Maybe this 30% is supposed to include stuff other than light post training? Or maybe coherant vs non-coherant deceptive alignment is important?
This was still intended to include situations where the RLHF Conditioning Hypothesis breaks down because you’re doing more stuff on top, so not just pre-training.
Do you have a citation for “I thought scheming is 1% likely with pretrained models”?

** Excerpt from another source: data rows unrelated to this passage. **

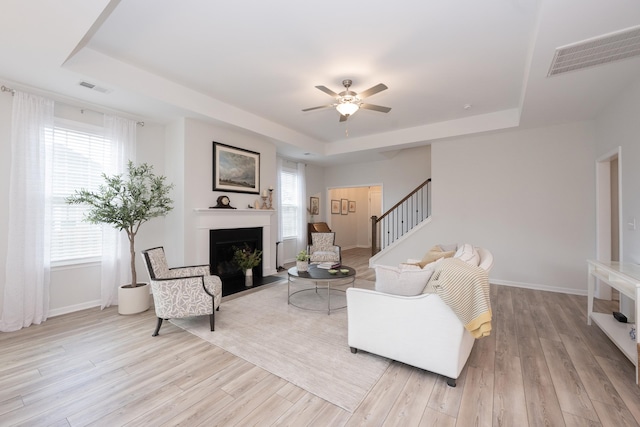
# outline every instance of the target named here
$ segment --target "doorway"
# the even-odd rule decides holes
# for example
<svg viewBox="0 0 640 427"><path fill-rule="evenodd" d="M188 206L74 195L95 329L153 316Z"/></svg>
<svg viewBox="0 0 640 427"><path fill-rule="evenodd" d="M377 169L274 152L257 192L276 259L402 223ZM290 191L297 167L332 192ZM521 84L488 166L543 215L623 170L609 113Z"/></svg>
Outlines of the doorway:
<svg viewBox="0 0 640 427"><path fill-rule="evenodd" d="M622 259L621 155L618 147L596 162L596 258L600 261ZM610 300L611 287L598 281L595 296Z"/></svg>
<svg viewBox="0 0 640 427"><path fill-rule="evenodd" d="M371 216L382 211L382 186L329 188L331 205L329 226L342 249L371 247Z"/></svg>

FWIW, I disagree with “1% likely for pretrained models” and think that if scaling pure pretraining (with no important capability improvement from post training and not using tons of CoT reasoning with crazy scaffolding/prompting strategies) gets you to AI systems capable of obsoleting all human experts without RL, deceptive alignment seems plausible even during pretraining (idk exactly, maybe 5%).
Yeah, I agree 1% is probably too low. I gave ~5% on my talk on this and I think I stand by that number—I’ll edit my comment to say 5% instead.
This was still intended to include situations where the RLHF Conditioning Hypothesis breaks down because you’re doing more stuff on top, so not just pre-training.
I have a talk that I made after our Sleeper Agents paper where I put 5 − 10%, which actually I think is also pretty much my current well-considered view.
Yeah, I agree 1% is probably too low. I gave ~5% on my talk on this and I think I stand by that number—I’ll edit my comment to say 5% instead.